Le président de la République a affirmé, samedi 31 janvier, son ouverture à un dialogue entre Congolais.
Félix Tshisekedi a réagi lors d’une cérémonie d’échange de vœux organisée à Kinshasa avec les ambassadeurs et diplomates accrédités en RDC.
« Dans ce contexte, l’unité nationale s’impose plus que jamais comme une exigence fondamentale. C’est pourquoi nous réaffirmons notre ouverture à un dialogue entre Congolais, un dialogue apaisé, inclusif, résolument destiné à consolider la cohésion nationale sans jamais remettre en cause les institutions issues du suffrage universel », a-t-il déclaré.
Pour le Chef de l’État, si ce dialogue devait se tenir, il se déroulerait sur le sol national et serait conduit et organisé par les institutions de la République, dans le respect de la Constitution, des lois de la République et des règles démocratiques qui fondent le pacte national.
Félix Tshisekedi estime que cette rencontre ne saurait être ressentie pour relativiser une agression ni pour diluer les engagements établis.
« La justice suivra son cours normal, avec rigueur, jusqu’au bout et sans complaisance, afin d’honorer la mémoire de celles et ceux injustement tombés du fait de l’agression », a‑t‑il martelé.

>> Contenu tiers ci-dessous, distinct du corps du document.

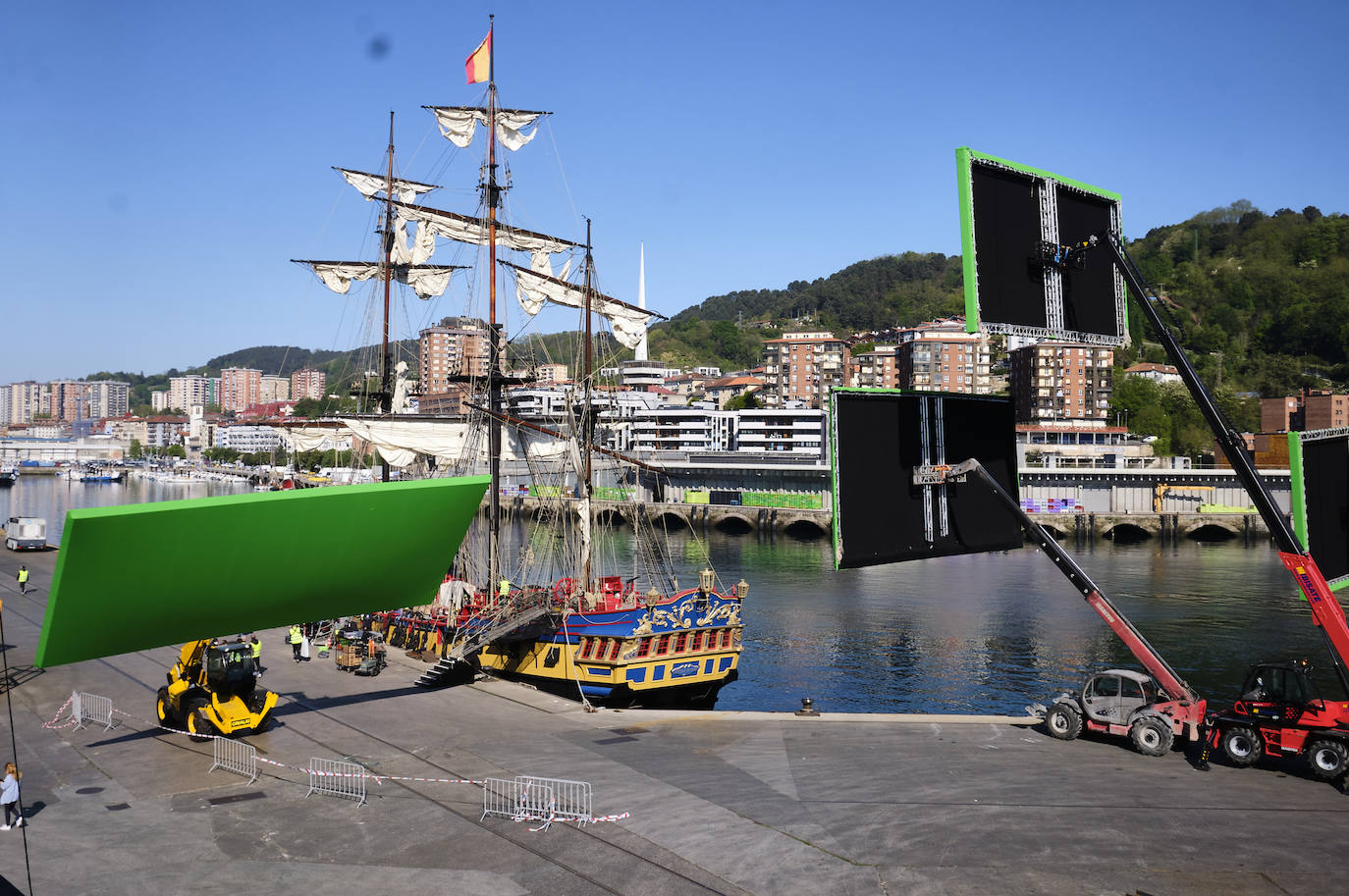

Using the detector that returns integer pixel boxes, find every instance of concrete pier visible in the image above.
[0,551,1349,896]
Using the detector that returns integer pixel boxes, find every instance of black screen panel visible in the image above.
[1057,184,1121,335]
[1302,433,1349,582]
[970,165,1049,330]
[833,392,1021,568]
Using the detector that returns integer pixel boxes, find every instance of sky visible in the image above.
[0,0,1349,384]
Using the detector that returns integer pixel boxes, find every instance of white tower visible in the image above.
[632,243,646,360]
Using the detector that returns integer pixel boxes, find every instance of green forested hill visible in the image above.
[89,200,1349,453]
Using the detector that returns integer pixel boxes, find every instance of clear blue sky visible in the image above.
[0,0,1349,382]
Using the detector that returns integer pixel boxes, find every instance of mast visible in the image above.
[581,219,595,594]
[379,111,394,482]
[483,15,502,594]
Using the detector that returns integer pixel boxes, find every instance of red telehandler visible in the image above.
[1073,234,1349,781]
[913,460,1208,756]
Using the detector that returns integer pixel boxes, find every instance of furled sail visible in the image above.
[290,258,462,298]
[394,202,577,270]
[342,418,567,467]
[422,105,548,152]
[333,168,440,202]
[501,262,663,348]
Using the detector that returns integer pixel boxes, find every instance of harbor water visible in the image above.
[0,475,1339,713]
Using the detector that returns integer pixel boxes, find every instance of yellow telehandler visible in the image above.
[155,638,277,737]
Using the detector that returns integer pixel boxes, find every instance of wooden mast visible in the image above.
[484,17,502,594]
[581,217,595,595]
[379,111,394,482]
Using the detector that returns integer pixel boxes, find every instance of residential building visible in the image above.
[143,414,188,448]
[290,367,328,400]
[894,317,995,395]
[1260,389,1349,432]
[764,331,848,407]
[1010,342,1114,422]
[218,367,262,411]
[8,379,51,424]
[257,377,290,405]
[1124,363,1182,384]
[85,379,131,420]
[703,377,764,407]
[216,424,281,454]
[847,345,899,389]
[42,379,89,422]
[169,377,221,411]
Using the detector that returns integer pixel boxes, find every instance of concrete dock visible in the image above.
[0,551,1349,896]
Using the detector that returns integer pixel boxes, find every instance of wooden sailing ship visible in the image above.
[291,19,749,706]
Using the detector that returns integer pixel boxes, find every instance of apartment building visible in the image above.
[1260,389,1349,432]
[1009,343,1114,422]
[169,374,221,410]
[290,367,328,400]
[764,331,850,407]
[847,345,899,389]
[85,379,131,420]
[218,367,262,411]
[257,377,290,405]
[894,317,995,395]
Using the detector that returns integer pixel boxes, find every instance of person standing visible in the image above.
[0,763,23,831]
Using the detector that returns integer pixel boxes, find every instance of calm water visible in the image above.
[0,476,1338,712]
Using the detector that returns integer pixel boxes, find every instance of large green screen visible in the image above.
[36,476,488,666]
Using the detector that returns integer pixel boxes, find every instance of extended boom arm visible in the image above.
[1082,234,1349,692]
[919,459,1202,703]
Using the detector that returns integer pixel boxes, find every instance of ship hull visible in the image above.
[465,591,740,708]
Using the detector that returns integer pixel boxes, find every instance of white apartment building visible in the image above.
[169,377,220,410]
[216,424,281,454]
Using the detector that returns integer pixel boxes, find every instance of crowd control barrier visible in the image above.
[206,737,257,782]
[70,691,112,731]
[305,756,365,806]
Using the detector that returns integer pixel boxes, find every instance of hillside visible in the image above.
[89,200,1349,450]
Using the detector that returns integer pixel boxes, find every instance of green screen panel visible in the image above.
[956,147,1128,345]
[36,476,488,668]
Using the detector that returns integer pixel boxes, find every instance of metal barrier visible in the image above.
[305,756,365,806]
[477,777,553,827]
[479,774,594,827]
[70,691,112,731]
[206,737,257,784]
[515,774,594,824]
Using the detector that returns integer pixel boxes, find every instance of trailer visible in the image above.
[4,517,47,551]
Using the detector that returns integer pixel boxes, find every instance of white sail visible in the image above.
[394,202,576,270]
[428,105,545,152]
[335,169,437,202]
[298,262,460,298]
[504,262,653,348]
[342,418,567,468]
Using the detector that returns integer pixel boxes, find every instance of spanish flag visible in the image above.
[464,28,493,83]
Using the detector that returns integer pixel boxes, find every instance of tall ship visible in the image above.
[289,19,749,708]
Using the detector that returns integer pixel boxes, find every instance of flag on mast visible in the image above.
[464,28,493,83]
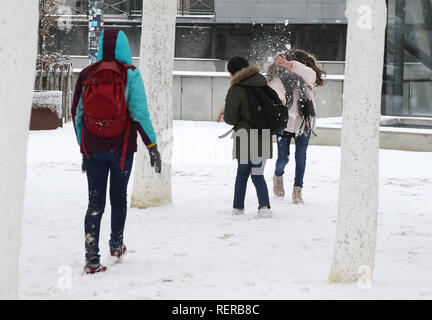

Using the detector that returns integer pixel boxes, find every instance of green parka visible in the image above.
[224,66,273,160]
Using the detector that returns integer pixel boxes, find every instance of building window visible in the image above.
[382,0,432,117]
[177,0,214,15]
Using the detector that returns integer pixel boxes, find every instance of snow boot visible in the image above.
[292,187,304,204]
[273,175,285,198]
[84,264,107,274]
[257,208,272,219]
[233,208,244,216]
[110,245,127,260]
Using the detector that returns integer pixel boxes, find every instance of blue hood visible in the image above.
[97,28,132,65]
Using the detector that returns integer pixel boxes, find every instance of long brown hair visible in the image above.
[293,50,326,87]
[267,50,326,87]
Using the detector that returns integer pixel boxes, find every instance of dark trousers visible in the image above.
[84,152,133,265]
[233,160,270,209]
[275,131,309,187]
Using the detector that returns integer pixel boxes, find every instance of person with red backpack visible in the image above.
[72,29,161,274]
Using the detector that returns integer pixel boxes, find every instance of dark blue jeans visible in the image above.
[275,131,309,187]
[84,152,133,265]
[233,160,270,209]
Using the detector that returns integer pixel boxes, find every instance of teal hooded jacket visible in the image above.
[71,29,156,152]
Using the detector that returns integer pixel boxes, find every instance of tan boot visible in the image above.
[273,175,285,198]
[293,187,304,204]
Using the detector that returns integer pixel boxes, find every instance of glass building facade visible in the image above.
[382,0,432,117]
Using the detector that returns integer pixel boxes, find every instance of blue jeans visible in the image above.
[233,159,270,209]
[84,152,134,265]
[275,131,309,187]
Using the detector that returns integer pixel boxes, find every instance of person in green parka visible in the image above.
[217,56,272,217]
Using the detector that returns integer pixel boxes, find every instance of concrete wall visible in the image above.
[215,0,347,23]
[173,72,343,121]
[71,56,345,75]
[73,56,344,121]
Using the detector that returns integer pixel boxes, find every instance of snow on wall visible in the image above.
[33,91,63,119]
[329,0,387,282]
[0,0,39,299]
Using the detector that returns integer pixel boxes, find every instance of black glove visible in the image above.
[148,145,162,173]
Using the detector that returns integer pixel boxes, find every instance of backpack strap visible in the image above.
[81,124,90,160]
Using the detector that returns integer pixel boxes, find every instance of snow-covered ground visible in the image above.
[20,121,432,299]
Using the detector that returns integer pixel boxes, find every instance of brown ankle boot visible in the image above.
[292,187,304,204]
[273,175,285,198]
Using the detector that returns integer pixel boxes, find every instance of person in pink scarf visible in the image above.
[267,50,325,204]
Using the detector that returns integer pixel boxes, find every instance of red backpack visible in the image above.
[81,59,133,170]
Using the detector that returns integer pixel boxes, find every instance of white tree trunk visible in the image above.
[329,0,387,282]
[0,0,39,299]
[131,0,177,208]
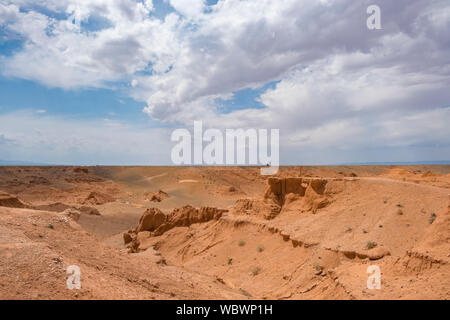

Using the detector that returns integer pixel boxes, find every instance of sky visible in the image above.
[0,0,450,165]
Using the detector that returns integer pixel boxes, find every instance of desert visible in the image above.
[0,165,450,300]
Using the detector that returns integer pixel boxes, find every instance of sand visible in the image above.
[0,165,450,299]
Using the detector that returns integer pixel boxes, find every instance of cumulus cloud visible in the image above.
[0,0,450,161]
[0,111,170,165]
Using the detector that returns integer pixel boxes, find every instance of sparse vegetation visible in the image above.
[252,267,261,276]
[428,212,437,224]
[366,241,377,250]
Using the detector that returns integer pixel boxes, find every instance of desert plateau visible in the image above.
[0,165,450,300]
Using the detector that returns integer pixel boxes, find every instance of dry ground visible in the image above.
[0,165,450,299]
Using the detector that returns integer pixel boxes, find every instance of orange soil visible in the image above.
[0,165,450,299]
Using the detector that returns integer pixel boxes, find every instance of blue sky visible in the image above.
[0,0,450,164]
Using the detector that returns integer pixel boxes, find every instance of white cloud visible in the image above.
[0,0,450,164]
[0,111,170,165]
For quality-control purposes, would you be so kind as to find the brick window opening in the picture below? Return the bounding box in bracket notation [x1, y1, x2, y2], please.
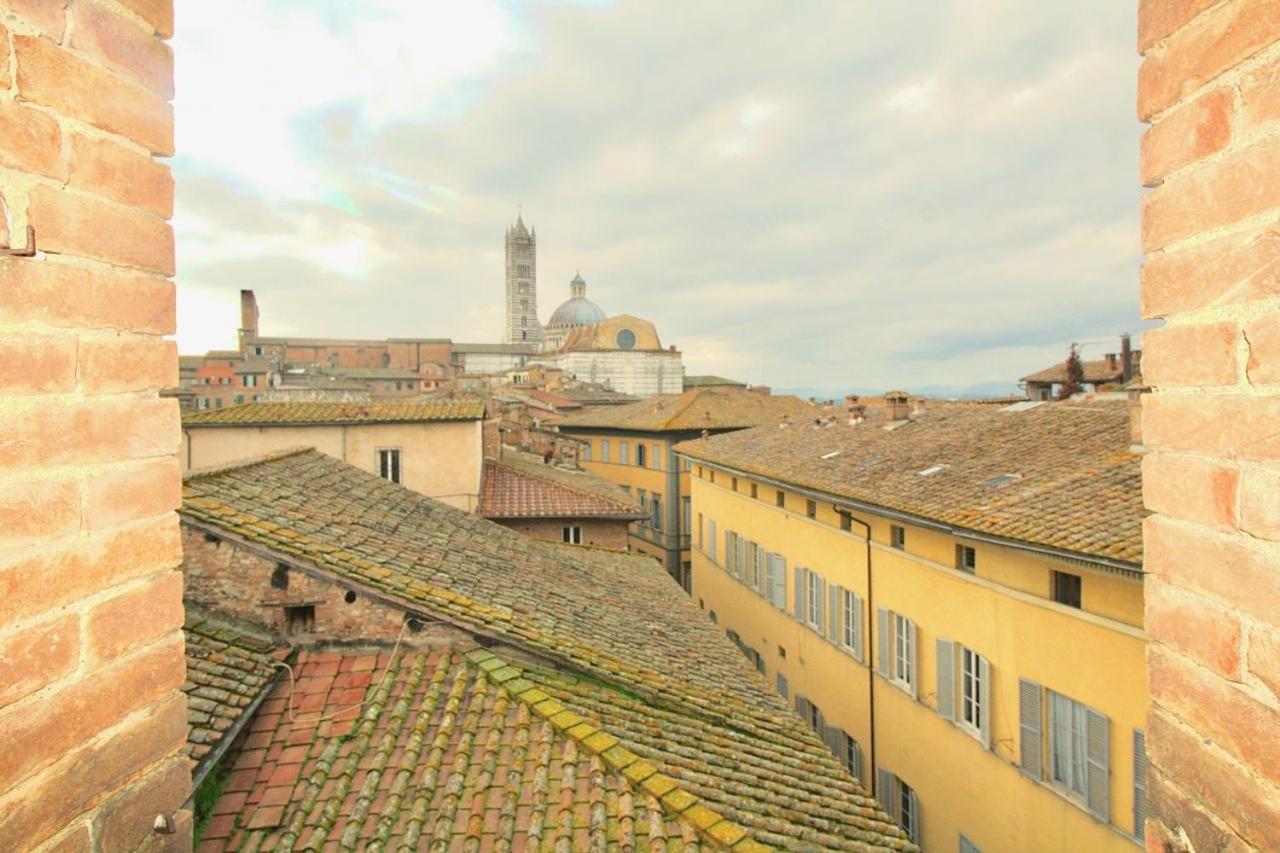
[284, 605, 316, 634]
[1052, 571, 1082, 607]
[271, 562, 289, 589]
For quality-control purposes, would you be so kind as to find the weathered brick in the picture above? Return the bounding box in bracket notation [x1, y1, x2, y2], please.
[1147, 704, 1280, 849]
[1138, 0, 1280, 122]
[0, 257, 175, 334]
[0, 613, 79, 708]
[120, 0, 173, 38]
[69, 133, 173, 219]
[1146, 394, 1280, 460]
[1142, 323, 1240, 387]
[1240, 465, 1280, 542]
[79, 337, 178, 393]
[0, 691, 189, 849]
[1244, 311, 1280, 386]
[0, 633, 186, 788]
[27, 186, 174, 275]
[0, 398, 179, 470]
[0, 94, 67, 181]
[1140, 227, 1280, 317]
[70, 0, 173, 100]
[1142, 452, 1240, 530]
[1147, 643, 1280, 783]
[0, 475, 81, 549]
[13, 35, 173, 156]
[1139, 86, 1234, 187]
[1146, 584, 1244, 681]
[1142, 136, 1280, 252]
[1138, 0, 1220, 54]
[0, 332, 77, 396]
[0, 516, 182, 625]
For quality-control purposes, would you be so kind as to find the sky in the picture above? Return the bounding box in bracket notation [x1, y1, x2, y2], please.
[173, 0, 1143, 393]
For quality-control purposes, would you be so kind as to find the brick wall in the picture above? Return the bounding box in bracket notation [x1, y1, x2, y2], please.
[1138, 0, 1280, 850]
[0, 0, 191, 850]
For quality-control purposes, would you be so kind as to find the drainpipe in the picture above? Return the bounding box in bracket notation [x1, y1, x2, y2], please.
[849, 512, 884, 799]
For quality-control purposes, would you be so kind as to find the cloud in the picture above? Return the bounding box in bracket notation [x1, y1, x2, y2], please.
[175, 0, 1140, 393]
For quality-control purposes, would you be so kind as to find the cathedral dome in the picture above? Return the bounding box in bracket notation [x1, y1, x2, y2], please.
[547, 275, 604, 328]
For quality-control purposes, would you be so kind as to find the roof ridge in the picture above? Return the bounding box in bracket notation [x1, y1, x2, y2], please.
[463, 648, 773, 853]
[182, 444, 319, 483]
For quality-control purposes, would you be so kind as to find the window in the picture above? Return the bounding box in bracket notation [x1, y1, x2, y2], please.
[378, 450, 401, 483]
[876, 767, 920, 844]
[934, 637, 991, 749]
[1051, 571, 1080, 607]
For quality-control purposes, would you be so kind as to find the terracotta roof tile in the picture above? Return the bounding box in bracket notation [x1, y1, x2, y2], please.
[182, 400, 484, 427]
[677, 401, 1147, 567]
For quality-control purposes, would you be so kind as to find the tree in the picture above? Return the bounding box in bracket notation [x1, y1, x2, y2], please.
[1057, 343, 1084, 400]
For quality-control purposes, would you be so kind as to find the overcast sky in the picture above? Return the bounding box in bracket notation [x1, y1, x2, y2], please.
[173, 0, 1140, 392]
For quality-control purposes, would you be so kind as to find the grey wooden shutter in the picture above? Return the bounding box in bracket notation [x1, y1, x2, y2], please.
[1018, 679, 1044, 779]
[876, 607, 893, 678]
[1133, 729, 1151, 841]
[791, 566, 804, 622]
[978, 657, 991, 749]
[1085, 708, 1111, 822]
[827, 584, 840, 637]
[937, 637, 956, 721]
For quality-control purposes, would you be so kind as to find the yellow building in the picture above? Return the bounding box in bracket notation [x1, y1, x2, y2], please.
[557, 388, 815, 589]
[677, 402, 1147, 853]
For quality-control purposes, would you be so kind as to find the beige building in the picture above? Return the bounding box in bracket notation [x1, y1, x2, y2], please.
[182, 400, 484, 511]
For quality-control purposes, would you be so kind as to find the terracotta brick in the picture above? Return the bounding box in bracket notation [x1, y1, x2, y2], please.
[1147, 643, 1280, 783]
[0, 516, 182, 625]
[0, 633, 186, 788]
[120, 0, 173, 38]
[1146, 394, 1280, 460]
[6, 0, 67, 41]
[0, 691, 187, 849]
[13, 35, 173, 156]
[0, 95, 67, 181]
[0, 257, 175, 334]
[0, 613, 79, 708]
[0, 332, 77, 396]
[1142, 452, 1240, 530]
[27, 186, 174, 275]
[1240, 466, 1280, 542]
[1146, 584, 1244, 681]
[95, 757, 191, 852]
[1138, 0, 1220, 54]
[70, 0, 173, 100]
[79, 337, 178, 394]
[69, 133, 173, 219]
[84, 571, 183, 665]
[1147, 706, 1280, 849]
[1142, 137, 1280, 252]
[0, 475, 81, 549]
[1138, 0, 1280, 122]
[1139, 86, 1234, 187]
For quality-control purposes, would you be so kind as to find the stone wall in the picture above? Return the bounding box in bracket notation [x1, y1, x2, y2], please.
[1138, 0, 1280, 850]
[0, 0, 191, 850]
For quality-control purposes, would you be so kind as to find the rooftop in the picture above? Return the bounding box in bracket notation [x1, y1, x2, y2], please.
[678, 401, 1147, 569]
[557, 388, 817, 433]
[182, 451, 913, 850]
[182, 400, 484, 427]
[480, 450, 644, 519]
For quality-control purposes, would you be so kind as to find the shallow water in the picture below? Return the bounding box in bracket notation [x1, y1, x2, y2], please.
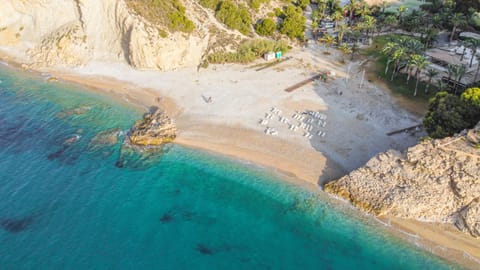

A cette occasion, le président de la République a appelé la communauté internationale à agir concrètement pour protéger la souveraineté du pays et soutenir les efforts de paix.
Félix Tshisekedi affirme refuser toute négociation avec les auteurs des crimes commis contre les populations congolaises.
Selon lui, les récentes propositions de la diplomate rwandaise devant le Congrès américain, reconnaissant sincèrement la collaboration sécuritaire entre son pays et la rébellion AFC/M23, confirment la position de la RDC et doivent être pris très au sérieux, car ils engagent désormais la responsabilité de la communauté internationale.
« Cette reconnaissance n’est pas un détail de communication, encore moins une stratégie politique. Elle éclaire d’une lumière crue ce que de nombreux rapports et de multiples partenaires relèvent depuis longtemps, c’est‑à‑dire l’existence d’un appui déterminant à un mouvement armé insurrectionnel opérant sur le territoire souverain de la République démocratique du Congo », a poursuivi le Chef de l’État.
Il a en outre précisé qu’aucune cause, aucun récit, aucune justification sécuritaire ne peut légitimer les faits d’occupation, les administrations parallèles, les déplacements forcés ni la prédation des ressources au détriment d’un État membre des Nations unies.